El Estado debe actuar por medio de personas revestidas de autoridad
Siendo el primer artículo después de mi designación transitoria en la Lotería Nacional, consideré conveniente hacer referencia a pensamientos que he reiterado en muchas ocasiones.
Que forman parte de los principios con los que me he identificado y en cierto modo comprometido. Me refiero a los deberes de aquellos en los que de diferentes formas se depositan responsabilidades en los organismos que componen el Estado.
El Estado tiene ciertos deberes frente a la colectividad. Pero se expresa y debe actuar por medio de personas revestidas de autoridad. Comprometidos, independientemente de la política, con relación a deberes concretos.
Ya he hecho referencia a una corta y sencilla frase de León XIII que expresa: “El mandato ha de ejecutarse en provecho de los ciudadanos, porque la única razón del poder de quien lo ejerce, es la tutela del bienestar público”.
Que se asemeja mucho, o hace recordar la enseñanza del Señor: “Que aquel que gobierna se comporte como quien sirve”. Ahí se resume, a mi criterio, todo lo que hay de moral del poder.
Los depositarios de la autoridad, tanto los que son elegidos por la voluntad popular como los que son designados en los diferentes poderes del Estado, no dejan de ser funcionarios al servicio del bien común.
Y la autoridad para la que han sido investidos, debe ser una especie de ministerio, un servicio y no un privilegio.
La autoridad política en cualquier función pública, debe estar al servicio del bien común y no de intereses particulares. Usar la función pública en provecho mismo, en beneficio de particulares o en detrimento de la comunicad, constituye una desviación del concepto de la autoridad. Por eso, cualquiera que ejerza un cargo público tiene el grave deber, el necesario deber de cumplir con su cometido. Y correr todos los riesgos que ello implique.
Si el ciudadano debe ser capaz de superar el plano pasional y elevarse al racional, con mucho más razón, el que manda o dirige debe ser capaz de dominar sus impresiones momentáneas, sus prejuicios personales o sociales y aspirar a una justa apreciación de las cosas y de los seres humanos.
En teología se considera que la prudencia es la virtud de elegir juiciosamente, según la razón y la fe. Y es por excelencia la virtud del gobierno de sí mismo y de los demás. Porque el motor de un ejercicio concebido con sentido cristiano del poder, exige tanta virtud, que se reduce a un gran amor por los demás seres humanos.

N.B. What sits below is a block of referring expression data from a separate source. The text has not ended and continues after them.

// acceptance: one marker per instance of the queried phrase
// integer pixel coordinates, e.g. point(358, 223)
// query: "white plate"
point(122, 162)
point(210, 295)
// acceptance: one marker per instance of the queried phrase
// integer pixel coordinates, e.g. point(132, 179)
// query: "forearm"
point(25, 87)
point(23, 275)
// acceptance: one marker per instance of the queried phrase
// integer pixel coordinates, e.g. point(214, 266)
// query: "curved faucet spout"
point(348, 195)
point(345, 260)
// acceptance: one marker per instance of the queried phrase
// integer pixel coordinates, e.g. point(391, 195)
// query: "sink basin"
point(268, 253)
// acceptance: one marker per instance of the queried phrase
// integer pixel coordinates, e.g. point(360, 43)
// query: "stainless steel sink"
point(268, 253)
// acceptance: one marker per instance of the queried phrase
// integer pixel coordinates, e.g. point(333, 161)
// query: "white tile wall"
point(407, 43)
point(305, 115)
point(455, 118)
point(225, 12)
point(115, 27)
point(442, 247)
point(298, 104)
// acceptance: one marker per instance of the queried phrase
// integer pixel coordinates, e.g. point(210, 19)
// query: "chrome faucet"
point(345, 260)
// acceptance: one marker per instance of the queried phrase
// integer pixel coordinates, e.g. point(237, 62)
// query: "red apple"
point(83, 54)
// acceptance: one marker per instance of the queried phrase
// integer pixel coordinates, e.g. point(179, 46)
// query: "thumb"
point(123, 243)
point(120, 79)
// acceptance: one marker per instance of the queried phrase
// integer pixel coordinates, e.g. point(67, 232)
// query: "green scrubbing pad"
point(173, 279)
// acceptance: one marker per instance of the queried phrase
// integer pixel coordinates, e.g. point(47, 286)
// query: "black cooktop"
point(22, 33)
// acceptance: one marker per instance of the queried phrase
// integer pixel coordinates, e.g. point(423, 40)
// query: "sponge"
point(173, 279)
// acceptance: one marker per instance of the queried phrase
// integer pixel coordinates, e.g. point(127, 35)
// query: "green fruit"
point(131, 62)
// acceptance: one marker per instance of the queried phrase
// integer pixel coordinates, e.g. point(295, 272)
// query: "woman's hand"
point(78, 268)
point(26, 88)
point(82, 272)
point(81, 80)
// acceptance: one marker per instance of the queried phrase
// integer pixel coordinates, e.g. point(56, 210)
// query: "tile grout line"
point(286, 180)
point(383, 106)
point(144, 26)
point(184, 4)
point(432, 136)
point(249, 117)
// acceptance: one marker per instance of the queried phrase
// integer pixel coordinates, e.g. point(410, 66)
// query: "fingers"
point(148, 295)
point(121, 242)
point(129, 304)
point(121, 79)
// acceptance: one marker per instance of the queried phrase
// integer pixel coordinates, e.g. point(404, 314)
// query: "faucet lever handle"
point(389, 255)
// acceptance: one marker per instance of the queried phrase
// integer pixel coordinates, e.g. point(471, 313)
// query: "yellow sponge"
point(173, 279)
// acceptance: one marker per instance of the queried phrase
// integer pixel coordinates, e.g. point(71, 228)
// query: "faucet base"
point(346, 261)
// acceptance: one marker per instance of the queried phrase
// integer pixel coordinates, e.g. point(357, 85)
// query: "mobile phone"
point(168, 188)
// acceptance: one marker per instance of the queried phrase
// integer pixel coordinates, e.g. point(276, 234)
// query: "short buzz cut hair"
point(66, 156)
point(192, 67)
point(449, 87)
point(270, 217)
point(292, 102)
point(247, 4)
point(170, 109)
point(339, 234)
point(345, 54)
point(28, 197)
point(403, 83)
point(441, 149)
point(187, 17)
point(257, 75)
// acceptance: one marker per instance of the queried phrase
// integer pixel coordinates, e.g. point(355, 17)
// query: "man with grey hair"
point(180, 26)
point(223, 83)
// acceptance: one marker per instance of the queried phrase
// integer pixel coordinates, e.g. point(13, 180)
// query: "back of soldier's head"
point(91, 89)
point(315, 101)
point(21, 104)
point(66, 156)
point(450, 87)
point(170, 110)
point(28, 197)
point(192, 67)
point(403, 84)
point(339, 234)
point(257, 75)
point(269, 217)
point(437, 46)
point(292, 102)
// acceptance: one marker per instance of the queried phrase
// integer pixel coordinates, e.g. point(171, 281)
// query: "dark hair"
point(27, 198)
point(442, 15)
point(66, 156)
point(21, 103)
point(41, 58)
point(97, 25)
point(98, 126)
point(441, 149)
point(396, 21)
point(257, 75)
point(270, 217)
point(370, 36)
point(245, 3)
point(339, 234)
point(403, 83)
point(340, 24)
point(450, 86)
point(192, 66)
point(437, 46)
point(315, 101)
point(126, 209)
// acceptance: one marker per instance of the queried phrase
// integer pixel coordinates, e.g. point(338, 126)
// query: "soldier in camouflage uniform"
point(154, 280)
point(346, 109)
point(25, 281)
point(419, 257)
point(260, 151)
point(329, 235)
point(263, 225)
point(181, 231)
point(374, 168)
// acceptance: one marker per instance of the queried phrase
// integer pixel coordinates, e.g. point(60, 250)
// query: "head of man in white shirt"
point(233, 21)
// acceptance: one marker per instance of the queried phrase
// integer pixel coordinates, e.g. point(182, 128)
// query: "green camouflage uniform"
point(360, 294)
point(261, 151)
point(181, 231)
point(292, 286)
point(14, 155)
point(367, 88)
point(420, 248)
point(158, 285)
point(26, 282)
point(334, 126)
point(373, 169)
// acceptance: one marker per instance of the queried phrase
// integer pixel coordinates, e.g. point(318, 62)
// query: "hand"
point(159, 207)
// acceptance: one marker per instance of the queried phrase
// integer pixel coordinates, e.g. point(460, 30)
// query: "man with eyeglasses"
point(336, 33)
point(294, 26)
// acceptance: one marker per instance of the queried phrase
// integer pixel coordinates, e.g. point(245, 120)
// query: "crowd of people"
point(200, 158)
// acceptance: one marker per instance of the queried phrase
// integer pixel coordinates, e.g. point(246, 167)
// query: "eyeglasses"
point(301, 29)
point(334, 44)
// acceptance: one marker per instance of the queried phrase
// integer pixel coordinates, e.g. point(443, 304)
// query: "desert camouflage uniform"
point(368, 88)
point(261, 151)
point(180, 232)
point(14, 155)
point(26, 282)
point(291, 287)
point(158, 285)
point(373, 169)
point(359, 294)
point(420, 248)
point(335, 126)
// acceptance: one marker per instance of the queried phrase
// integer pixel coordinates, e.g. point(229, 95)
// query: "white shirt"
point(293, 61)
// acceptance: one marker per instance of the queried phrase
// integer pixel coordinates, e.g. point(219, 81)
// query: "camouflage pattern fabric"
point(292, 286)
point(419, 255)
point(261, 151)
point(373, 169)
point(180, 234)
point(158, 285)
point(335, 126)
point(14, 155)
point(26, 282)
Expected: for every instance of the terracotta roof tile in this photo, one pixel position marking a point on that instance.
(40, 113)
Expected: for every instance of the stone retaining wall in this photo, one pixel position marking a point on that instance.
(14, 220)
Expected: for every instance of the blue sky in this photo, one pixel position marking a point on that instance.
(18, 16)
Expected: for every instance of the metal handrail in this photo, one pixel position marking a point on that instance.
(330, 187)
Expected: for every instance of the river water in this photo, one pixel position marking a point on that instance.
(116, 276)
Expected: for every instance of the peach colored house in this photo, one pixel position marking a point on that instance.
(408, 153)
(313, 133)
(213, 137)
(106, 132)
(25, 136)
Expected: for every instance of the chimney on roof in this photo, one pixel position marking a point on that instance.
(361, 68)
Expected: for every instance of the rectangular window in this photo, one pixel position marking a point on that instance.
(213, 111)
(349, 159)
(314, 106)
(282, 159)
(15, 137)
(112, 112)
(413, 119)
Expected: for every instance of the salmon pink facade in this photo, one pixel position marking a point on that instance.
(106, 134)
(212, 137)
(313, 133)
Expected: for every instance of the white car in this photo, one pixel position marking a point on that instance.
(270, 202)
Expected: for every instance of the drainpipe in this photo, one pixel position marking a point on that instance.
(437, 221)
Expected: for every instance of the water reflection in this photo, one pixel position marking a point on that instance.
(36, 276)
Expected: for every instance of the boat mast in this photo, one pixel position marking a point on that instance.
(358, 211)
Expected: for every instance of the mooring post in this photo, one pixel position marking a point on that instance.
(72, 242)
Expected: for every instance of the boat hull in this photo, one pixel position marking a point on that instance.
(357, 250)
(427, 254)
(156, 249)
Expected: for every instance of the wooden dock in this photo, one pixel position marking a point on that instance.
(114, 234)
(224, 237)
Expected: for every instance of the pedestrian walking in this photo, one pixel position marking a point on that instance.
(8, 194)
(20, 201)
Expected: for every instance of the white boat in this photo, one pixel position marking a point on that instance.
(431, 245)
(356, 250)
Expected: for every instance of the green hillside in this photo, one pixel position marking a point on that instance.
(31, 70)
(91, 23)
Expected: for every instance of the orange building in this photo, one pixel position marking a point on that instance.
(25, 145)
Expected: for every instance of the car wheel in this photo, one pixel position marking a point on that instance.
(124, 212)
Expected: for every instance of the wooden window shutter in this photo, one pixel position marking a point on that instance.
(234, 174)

Todo eso se inscribe, desde luego, en el cuadro de los poderes atribuidos a los depositarios de la autoridad por la costumbre o la constitución. De conformidad con las exigencias del derecho natural y de la moral sobre el papel del Estado y sus límites.
Los depositarios de poder en toda su magnitud, deben ejecutar todo aquello que ha sido concebido para el bienestar común. Y deben ejercer su actividad con firmeza, con independencia y con sentido de superación. Solo así podrán ser considerados por la sociedad como verdaderos depositarios de la autoridad.